The planned launch of a new podcast in 2026 — built around five-minute biblical encouragements — reflects a continued commitment to meeting families where they are. Brief, usable, and oriented toward daily life rather than Sunday morning performance.
Passion for Families as a Ministry Organizing Principle
At St. John’s, passion for families is one of three core commitments Farhat returns to consistently, alongside passion for sharing the Gospel and passion for outreach. These three are not independent tracks. They reinforce each other.
A church serious about outreach reaches families. A church serious about the Gospel forms them. A church serious about families creates the conditions in which the next generation encounters faith as something real and livable — not merely inherited or performed.

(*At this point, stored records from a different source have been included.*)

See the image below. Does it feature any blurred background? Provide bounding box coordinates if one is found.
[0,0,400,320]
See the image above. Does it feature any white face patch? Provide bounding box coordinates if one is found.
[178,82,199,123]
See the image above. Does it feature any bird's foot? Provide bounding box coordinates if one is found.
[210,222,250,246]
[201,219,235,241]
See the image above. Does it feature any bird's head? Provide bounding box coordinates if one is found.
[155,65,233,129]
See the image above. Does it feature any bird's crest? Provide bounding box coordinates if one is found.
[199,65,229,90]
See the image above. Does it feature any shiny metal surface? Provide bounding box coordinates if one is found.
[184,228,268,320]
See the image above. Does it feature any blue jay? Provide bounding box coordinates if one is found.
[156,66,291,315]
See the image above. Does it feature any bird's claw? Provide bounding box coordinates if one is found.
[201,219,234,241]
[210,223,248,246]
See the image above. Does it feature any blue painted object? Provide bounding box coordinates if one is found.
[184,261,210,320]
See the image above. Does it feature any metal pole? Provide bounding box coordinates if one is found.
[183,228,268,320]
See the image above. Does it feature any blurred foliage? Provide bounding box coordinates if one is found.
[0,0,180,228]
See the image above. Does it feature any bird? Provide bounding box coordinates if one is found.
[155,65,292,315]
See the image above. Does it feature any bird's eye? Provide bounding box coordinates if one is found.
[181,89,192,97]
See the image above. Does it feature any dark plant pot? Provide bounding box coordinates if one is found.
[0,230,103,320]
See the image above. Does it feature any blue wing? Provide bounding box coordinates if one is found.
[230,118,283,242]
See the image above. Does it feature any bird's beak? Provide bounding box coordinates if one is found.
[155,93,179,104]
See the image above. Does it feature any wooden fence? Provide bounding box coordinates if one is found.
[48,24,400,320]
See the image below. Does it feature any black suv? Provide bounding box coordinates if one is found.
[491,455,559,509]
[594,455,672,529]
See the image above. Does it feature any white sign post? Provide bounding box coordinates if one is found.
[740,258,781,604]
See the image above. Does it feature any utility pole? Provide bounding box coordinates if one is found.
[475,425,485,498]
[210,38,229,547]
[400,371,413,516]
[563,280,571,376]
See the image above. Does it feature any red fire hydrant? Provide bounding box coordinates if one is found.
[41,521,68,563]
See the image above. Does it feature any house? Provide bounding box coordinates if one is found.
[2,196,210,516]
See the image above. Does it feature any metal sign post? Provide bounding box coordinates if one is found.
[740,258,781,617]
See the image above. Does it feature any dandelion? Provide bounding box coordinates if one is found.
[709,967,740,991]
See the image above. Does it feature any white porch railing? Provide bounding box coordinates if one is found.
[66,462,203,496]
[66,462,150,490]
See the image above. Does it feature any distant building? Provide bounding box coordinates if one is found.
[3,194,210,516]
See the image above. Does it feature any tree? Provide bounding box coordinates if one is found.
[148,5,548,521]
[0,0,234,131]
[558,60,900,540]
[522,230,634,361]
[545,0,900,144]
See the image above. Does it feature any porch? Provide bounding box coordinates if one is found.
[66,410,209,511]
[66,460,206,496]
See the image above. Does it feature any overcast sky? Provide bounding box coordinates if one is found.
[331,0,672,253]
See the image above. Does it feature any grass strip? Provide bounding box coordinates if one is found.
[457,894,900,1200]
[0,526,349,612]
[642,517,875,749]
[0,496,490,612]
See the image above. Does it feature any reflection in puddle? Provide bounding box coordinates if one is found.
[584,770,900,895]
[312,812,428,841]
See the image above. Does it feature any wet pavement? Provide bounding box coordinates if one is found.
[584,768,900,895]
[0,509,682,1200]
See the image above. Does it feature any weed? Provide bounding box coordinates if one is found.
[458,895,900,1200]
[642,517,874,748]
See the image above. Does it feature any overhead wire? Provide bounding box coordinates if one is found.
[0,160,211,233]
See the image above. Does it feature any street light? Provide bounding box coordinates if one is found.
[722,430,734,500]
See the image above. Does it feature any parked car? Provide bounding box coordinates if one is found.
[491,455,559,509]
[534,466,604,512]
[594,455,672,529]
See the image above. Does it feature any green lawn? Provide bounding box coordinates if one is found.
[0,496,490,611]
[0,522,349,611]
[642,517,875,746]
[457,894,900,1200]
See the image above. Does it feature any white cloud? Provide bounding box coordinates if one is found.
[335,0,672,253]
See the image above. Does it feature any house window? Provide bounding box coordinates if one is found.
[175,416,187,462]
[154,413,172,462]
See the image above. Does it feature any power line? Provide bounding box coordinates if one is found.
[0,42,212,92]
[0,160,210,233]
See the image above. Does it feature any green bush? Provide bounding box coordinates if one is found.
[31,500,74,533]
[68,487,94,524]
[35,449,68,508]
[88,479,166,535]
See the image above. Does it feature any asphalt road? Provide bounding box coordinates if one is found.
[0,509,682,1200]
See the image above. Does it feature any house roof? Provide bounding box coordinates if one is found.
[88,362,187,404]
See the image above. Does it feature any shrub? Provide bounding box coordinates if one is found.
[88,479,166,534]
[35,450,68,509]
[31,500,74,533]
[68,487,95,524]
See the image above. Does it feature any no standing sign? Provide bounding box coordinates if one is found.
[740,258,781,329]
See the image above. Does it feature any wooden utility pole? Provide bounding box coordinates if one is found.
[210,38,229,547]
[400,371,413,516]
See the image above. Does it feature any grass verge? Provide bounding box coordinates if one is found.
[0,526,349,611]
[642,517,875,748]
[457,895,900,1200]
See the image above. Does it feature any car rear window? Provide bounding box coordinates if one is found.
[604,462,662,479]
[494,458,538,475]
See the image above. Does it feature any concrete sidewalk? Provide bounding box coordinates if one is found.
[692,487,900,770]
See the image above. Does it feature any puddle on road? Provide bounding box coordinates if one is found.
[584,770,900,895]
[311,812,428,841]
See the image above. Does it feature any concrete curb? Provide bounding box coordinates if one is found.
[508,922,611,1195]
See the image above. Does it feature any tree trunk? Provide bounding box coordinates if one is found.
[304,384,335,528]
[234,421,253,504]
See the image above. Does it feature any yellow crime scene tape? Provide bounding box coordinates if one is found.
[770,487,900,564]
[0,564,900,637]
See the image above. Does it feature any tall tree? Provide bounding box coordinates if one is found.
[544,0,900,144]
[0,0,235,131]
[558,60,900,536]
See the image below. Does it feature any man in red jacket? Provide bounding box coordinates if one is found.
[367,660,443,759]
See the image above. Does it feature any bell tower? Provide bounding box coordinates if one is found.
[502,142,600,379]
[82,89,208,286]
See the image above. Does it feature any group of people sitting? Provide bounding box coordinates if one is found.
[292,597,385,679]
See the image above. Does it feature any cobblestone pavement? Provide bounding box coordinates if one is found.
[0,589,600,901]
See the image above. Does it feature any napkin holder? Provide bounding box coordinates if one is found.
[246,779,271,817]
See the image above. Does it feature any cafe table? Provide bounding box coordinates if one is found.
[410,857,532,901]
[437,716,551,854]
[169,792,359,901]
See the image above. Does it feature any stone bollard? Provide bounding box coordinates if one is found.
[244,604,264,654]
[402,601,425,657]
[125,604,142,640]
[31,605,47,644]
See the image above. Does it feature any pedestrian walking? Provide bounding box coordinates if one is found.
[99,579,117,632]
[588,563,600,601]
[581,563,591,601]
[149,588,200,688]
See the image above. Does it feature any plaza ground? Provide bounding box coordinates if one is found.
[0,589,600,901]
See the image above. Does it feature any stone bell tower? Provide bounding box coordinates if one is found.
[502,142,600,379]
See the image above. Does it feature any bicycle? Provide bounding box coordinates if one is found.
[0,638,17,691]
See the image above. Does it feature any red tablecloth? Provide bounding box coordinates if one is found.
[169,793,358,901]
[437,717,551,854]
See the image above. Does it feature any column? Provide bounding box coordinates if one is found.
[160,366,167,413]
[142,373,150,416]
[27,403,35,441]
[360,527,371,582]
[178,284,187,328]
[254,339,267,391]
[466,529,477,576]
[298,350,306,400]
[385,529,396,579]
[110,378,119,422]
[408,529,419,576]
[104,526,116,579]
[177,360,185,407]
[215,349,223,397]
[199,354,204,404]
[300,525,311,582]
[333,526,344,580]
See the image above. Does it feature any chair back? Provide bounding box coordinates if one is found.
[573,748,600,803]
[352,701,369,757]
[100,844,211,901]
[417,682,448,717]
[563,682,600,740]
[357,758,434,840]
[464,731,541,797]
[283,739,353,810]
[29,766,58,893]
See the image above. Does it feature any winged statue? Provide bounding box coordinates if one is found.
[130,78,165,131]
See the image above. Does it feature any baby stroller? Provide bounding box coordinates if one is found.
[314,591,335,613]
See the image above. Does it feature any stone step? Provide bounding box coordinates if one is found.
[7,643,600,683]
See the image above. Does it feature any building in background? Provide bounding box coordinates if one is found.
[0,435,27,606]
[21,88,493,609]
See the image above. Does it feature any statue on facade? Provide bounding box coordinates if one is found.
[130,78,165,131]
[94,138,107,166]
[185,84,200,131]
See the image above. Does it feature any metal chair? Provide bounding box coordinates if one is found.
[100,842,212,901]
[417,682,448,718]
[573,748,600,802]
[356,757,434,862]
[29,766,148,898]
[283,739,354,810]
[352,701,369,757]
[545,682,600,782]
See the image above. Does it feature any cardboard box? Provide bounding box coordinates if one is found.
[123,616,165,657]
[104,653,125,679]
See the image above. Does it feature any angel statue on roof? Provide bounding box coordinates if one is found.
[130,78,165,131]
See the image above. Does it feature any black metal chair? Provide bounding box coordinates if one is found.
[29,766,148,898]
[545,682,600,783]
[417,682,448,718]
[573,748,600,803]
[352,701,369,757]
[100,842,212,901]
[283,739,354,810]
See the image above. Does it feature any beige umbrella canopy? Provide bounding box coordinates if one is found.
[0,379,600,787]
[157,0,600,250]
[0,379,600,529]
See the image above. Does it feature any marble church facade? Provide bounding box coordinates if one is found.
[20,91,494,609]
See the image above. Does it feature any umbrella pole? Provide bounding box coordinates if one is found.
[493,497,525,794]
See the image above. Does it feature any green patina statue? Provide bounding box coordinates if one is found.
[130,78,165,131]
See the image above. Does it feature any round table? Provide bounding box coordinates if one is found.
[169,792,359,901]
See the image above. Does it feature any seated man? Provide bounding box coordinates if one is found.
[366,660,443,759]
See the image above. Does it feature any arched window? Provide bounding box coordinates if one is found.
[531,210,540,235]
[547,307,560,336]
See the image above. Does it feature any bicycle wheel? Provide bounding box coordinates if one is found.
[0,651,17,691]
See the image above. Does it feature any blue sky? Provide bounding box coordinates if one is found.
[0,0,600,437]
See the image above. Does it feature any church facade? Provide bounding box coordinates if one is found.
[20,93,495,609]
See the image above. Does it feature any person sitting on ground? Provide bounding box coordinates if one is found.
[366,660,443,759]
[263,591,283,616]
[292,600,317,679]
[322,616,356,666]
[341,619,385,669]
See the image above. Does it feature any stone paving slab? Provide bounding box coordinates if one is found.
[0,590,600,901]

This is the long game of pastoral ministry, and Farhat plays it deliberately. His work in Roseburg, Oregon — where he stabilized a financially struggling congregation, restructured its leadership, and refocused its energy within a single year — demonstrated an ability to bring order to difficult situations. But his stated passions suggest the goal was never institutional stabilization for its own sake. It was clearing the ground so that families could flourish in a community worth belonging to.
What Denver Looks Like From Inside a Parsonage
Denver is a city in rapid transition — growing population, shifting demographics, rising costs, and a cultural landscape that is simultaneously religious and skeptical. Leading a multisite church in that environment means navigating questions that go far beyond Sunday programming.
Farhat does this while living as a neighbor, a husband, and a father in the same city. That proximity matters. It shapes how he reads the congregation’s needs, how he understands what families in Denver are actually navigating, and how he structures a ministry meant to serve people whose lives do not fit neatly into any single demographic category.
The church that reaches 500,000 people annually with the Gospel does not do so by accident. It does so because its leadership is close enough to the ground to know what people need — and far-sighted enough to build something that outlasts any single season.
The Ministry a Family Makes Possible
There is a version of pastoral leadership that treats family as a liability — a source of distraction from the real work. Farhat operates from a different premise entirely. The family is not an obstacle to ministry. It is, in many respects, its most immediate context.
The habits formed at a kitchen table — presence, patience, honesty, the willingness to repair what is broken — are the same habits that make a pastor worth trusting on a Sunday morning. The credibility Farhat has built at St. John’s over years of difficult and steady work is inseparable from the personal story behind it: immigrant parents who modeled sacrifice, a marriage built around shared purpose, and four children watching their father take the things he preaches seriously.
That is not a program. It is not a platform. It is the quiet foundation on which everything else stands.
About Andrew Farhat
Andrew Farhat is the lead pastor of St. John’s Lutheran Church and School in Denver, Colorado, a multisite congregation that reaches more than 500,000 people with the Gospel annually and maintains mission partnerships in 10 countries. He holds a Master of Divinity from Concordia Seminary in St. Louis and a bachelor’s degree in electrical engineering from the University of Washington. Farhat is the co-host of the Transformed podcast and is developing a new short-form biblical encouragement podcast for launch in 2026. He lives in Denver with his wife, Daisy, and their four children.